Bem-vindos a São Tomé!

Saem de Portugal ou de onde quer que tenham estudado com sentimento de dever cumprido. Diplomas nas mãos, no coração carregam sonhos e na cabeça apenas uma certeza: foram anos e noites a base de café para aguentar as diretas a estudar para os exames. E muitas outras noites em festas e jantaradas típicas do meio académico.

Orgulho da mãe e do pai. Quando pisam o chão da terra que os viu nascer, são tomados por comoção. "Enfim em São Tomé", pensam. A família recebe-os em festa e tudo parece bem. Depois dos merecidos festejos começa de facto a mais brava luta que alguma vez já travaram. Mais difícil até que os exames das piores cadeiras do curso. Uma luta em que a persistência, paciência e perseverança tem um papel fulcral.

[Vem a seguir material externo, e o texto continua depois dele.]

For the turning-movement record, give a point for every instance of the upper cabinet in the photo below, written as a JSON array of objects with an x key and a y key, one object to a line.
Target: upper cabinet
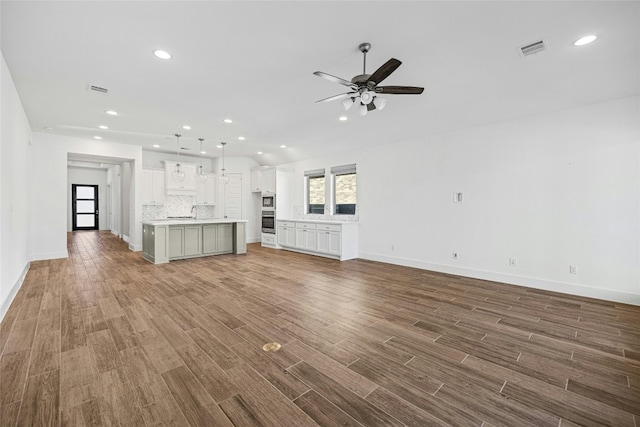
[
  {"x": 186, "y": 187},
  {"x": 263, "y": 180},
  {"x": 153, "y": 186},
  {"x": 206, "y": 190}
]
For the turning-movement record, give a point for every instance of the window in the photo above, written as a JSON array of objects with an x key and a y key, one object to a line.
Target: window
[
  {"x": 315, "y": 191},
  {"x": 344, "y": 189}
]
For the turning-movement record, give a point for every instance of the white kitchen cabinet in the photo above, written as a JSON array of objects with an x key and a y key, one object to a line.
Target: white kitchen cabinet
[
  {"x": 225, "y": 238},
  {"x": 186, "y": 187},
  {"x": 256, "y": 185},
  {"x": 206, "y": 190},
  {"x": 338, "y": 240},
  {"x": 153, "y": 187},
  {"x": 286, "y": 233},
  {"x": 306, "y": 236},
  {"x": 268, "y": 180},
  {"x": 330, "y": 239}
]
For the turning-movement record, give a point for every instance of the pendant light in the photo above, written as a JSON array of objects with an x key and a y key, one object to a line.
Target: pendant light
[
  {"x": 201, "y": 175},
  {"x": 223, "y": 177},
  {"x": 178, "y": 173}
]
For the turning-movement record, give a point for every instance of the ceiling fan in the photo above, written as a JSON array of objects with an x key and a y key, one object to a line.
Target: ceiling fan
[{"x": 364, "y": 87}]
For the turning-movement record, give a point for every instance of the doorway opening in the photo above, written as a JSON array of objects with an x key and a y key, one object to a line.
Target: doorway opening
[{"x": 84, "y": 207}]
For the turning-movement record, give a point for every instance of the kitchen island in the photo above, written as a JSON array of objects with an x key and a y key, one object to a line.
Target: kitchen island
[{"x": 169, "y": 239}]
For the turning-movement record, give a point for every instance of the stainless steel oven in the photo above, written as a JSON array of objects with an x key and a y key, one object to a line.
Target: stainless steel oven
[
  {"x": 268, "y": 201},
  {"x": 269, "y": 222}
]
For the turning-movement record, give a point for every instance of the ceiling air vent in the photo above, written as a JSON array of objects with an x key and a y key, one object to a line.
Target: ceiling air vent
[
  {"x": 533, "y": 48},
  {"x": 98, "y": 89}
]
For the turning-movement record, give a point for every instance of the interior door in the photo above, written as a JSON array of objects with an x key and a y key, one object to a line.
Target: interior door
[{"x": 84, "y": 207}]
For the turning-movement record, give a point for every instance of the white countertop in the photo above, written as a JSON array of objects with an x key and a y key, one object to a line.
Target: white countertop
[
  {"x": 189, "y": 221},
  {"x": 318, "y": 221}
]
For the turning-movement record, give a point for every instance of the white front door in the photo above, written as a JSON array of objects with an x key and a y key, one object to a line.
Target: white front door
[{"x": 232, "y": 191}]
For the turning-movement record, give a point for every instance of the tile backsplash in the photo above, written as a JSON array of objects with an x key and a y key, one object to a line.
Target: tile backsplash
[{"x": 177, "y": 206}]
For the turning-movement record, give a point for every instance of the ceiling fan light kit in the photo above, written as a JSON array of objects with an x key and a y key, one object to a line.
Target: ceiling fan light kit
[{"x": 364, "y": 87}]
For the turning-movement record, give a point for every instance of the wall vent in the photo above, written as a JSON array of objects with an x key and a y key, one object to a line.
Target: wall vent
[
  {"x": 98, "y": 89},
  {"x": 533, "y": 48}
]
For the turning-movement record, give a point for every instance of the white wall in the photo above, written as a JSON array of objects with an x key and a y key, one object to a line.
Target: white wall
[
  {"x": 49, "y": 170},
  {"x": 552, "y": 190},
  {"x": 88, "y": 176},
  {"x": 15, "y": 170}
]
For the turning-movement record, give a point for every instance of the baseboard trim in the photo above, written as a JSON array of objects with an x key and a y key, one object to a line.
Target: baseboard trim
[
  {"x": 49, "y": 255},
  {"x": 13, "y": 292},
  {"x": 531, "y": 282}
]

Os currículos, as cartas de apresentação e recomendação elaboradas com total zelo, exibem perfis de potenciais candidatos a uma empresa ou instituição. São dotados de competências linguísticas, técnicas, académicas e até experiência profissional (pois enquanto estudavam também trabalhavam). Os candidatos perfeitos. No entanto, após distribuírem inúmeros CVs e a medida que o tempo passa, os dias transformam-se em semanas, as semanas em meses, e por fim, passou-se um ano em entrevistas e todas elas com resposta negativa. Nem os concursos públicos pareciam-lhes de fácil acesso.

As mães, nesses meses todos, cada vez mais angustiadas pela injustiça de vê-los finalmente em casa, mas desempregados e sem perspetivas de conseguir um emprego a curto ou médio prazo. Os pais esgotam todos os seus contactos. As poupanças feitas nos anos de estudo chegam ao fim. Estes jovens são-tomenses estão finalmente em casa, mas estão frustrados.

Jovens que antes eram otimistas e que tinham vontade de mudar o mundo, hoje tornaram-se carrancudos e desmotivados. Movidos pelo orgulho propõem-se a trabalhar por conta própria dando aulas de línguas, ainda que não seja essa a sua área de formação, mas sentem-se na obrigação de apoiar os pais financeiramente, e como adultos que hoje são, também querem a sua independência.

Numa conversa informal com uma antiga colega de curso surgiu a oportunidade que Maria (nome fictício) tanto almejava. Conseguiu fazer a ponte entre ela e uma renomada Multinacional que reconheceu nela as características que procuravam nos seus candidatos. Ela era sim a candidato perfeita. Estava muito feliz pois as condições eram óptimas. No aeroporto, a mãe derramou mais uma vez às suas lágrimas, pois a filha partia novamente. A candidata perfeita não fora bem-vinda em São Tomé e Príncipe, embora no exterior fossem reconhecidas as suas capacidades. Um abraço longo separou mais uma vez à mãe da filha. Embora por dentro estivesse destroçada, sabia que era o melhor. Enquanto despedia-se dos demais foi de encontro a uma mulher. "Desculpe, magoei-lhe?" disse ela. "Não, estou bem." Ela continuou: "Ainda bem, desculpe estou toda atrapalhada e feliz porque acabei os meus estudos e voltei para meu país". Ao ouvir aquilo embora soubesse que talvez essa jovem iria passar pelo mesmo, animou-se e desejou que ela tivesse melhor sorte: "Então, seja bem-vinda a São Tomé!"